The secreted Klotho protein restores phosphate retention and suppresses accelerated aging in Klotho mutant mice

Tso Hsiao Chen, Makoto Kuro-O, Cheng Hsien Chen, Yuh Mou Sue, Yen Cheng Chen, Ho Han Wu, Chung Yi Cheng

Research output: Contribution to journalArticlepeer-review

83 Scopus citations

Abstract

Klotho was identified as the responsible gene in a mutant mouse line whose disruption results in a variety of premature aging-related phenotypes. Nonetheless, the related mechanisms were still unknown. Many studies report that dietary phosphate restriction and genetic ablation of vitamin D pathways indirectly reverse premature aging processes in these mice. Furthermore, transgenic overexpression of klotho in mice extends their life span through inhibition of insulin and IGF1 signaling.
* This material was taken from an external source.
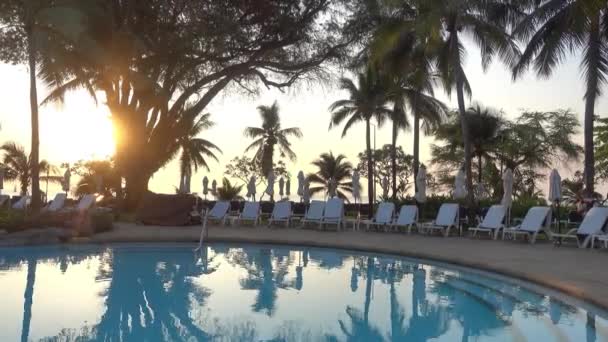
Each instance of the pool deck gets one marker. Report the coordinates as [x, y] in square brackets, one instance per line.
[579, 273]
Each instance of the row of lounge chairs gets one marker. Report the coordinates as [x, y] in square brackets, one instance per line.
[536, 221]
We found that intraperitoneal injection of recombinant soluble Klotho protein at dose of 0.02 mg/kg every other day effectively extends the life span of kl/kl mice by 17.4%. Soluble Klotho administration also ameliorated premature aging-related phenotype, such as growth retardation, premature thymus involution and vascular calcification, and effectively enhanced urinary phosphate excretion in kl/kl mice. Klotho treatment attenuated renal fibrosis through down-regulation of transforming growth factor-β signaling as well as reduced cellular senescence through down-regulation of p21-cip1 mRNA levels. In addition, soluble Klotho treatment significantly reduced both renal and aorta calcium deposits. In conclusion, our study shows the therapeutic potential of soluble Klotho protein to treat age-related disorders in mice.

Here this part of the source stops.